De plus, en octobre, l’Égypte a voté pour l’adhésion d’Israël au Comité des Utilisations pacifiques de l’Espace Extra-atmosphérique des Nations Unies pour la première fois depuis 1948.

Un autre incident clé a été la visite du Pape copte orthodoxe égyptien Tawadros II à Jérusalem en novembre pour diriger les prières funéraires de l’archevêque métropolitain Abraham de Jérusalem et du Proche-Orient. Cette visite a suscité de vives critiques, car elle était la première depuis une décision du Saint-Synode de 1980 interdisant aux Coptes de se rendre à Jérusalem. Le Pape a cependant qualifié sa visite de  » devoir humain « .

Enfin, les relations diplomatiques égypto-israéliennes ont été pleinement rétablies en 2016 après un intervalle de trois ans, qui a commencé en 2012 lorsque Mursi a rappelé l’ambassadeur égyptien pour protester contre une attaque israélienne contre Gaza.

Aujourd’hui, les deux pays ont une coordination du renseignement sans précédent, comme l’a récemment déclaré un haut responsable de TSAHAL.

Abd Rabou estime que le gouvernement « le fait progressivement et avec une politique très discrète étant donné que le soutien apporté à al-Sissi est empilé pour s’opposer à Israël et au sionisme. »
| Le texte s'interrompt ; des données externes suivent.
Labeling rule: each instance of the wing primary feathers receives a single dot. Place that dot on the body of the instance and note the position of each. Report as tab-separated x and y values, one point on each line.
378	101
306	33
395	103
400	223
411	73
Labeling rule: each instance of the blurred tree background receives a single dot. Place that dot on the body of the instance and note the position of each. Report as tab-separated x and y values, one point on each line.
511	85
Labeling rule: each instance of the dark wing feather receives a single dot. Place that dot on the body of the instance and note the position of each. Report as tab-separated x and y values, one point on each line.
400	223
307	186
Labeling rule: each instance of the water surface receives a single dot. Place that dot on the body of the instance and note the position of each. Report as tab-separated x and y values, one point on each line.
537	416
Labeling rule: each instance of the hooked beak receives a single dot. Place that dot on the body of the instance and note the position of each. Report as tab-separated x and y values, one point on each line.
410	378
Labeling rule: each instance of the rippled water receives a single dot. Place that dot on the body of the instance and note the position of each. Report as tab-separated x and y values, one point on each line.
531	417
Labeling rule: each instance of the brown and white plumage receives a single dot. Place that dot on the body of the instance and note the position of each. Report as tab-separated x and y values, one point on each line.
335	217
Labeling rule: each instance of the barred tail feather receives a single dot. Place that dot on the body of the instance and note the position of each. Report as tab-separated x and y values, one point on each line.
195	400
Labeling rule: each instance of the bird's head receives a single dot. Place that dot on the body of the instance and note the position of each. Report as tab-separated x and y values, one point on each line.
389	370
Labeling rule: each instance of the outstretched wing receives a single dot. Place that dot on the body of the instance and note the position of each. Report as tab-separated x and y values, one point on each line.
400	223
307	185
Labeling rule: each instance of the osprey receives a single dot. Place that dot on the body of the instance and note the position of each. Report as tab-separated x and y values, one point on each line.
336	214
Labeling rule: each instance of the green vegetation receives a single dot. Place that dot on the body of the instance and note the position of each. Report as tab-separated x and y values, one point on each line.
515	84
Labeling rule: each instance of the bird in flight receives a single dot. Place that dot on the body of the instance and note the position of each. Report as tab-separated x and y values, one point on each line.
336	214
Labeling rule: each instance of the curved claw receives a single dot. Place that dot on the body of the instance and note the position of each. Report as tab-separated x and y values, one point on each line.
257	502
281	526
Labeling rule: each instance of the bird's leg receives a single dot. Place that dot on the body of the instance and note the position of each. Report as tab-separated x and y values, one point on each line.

Shaath, cependant, a exprimé son scepticisme quant au fait que les tentatives de normalisation des relations réussiront à rapprocher les deux peuples à l’avenir.

Abd Rabou pense que cela peut arriver, même si « cela n’arrivera jamais sans difficultés ni résistance du public égyptien », étant donné que les Égyptiens sont de mauvaise humeur et peuvent basculer à tout moment.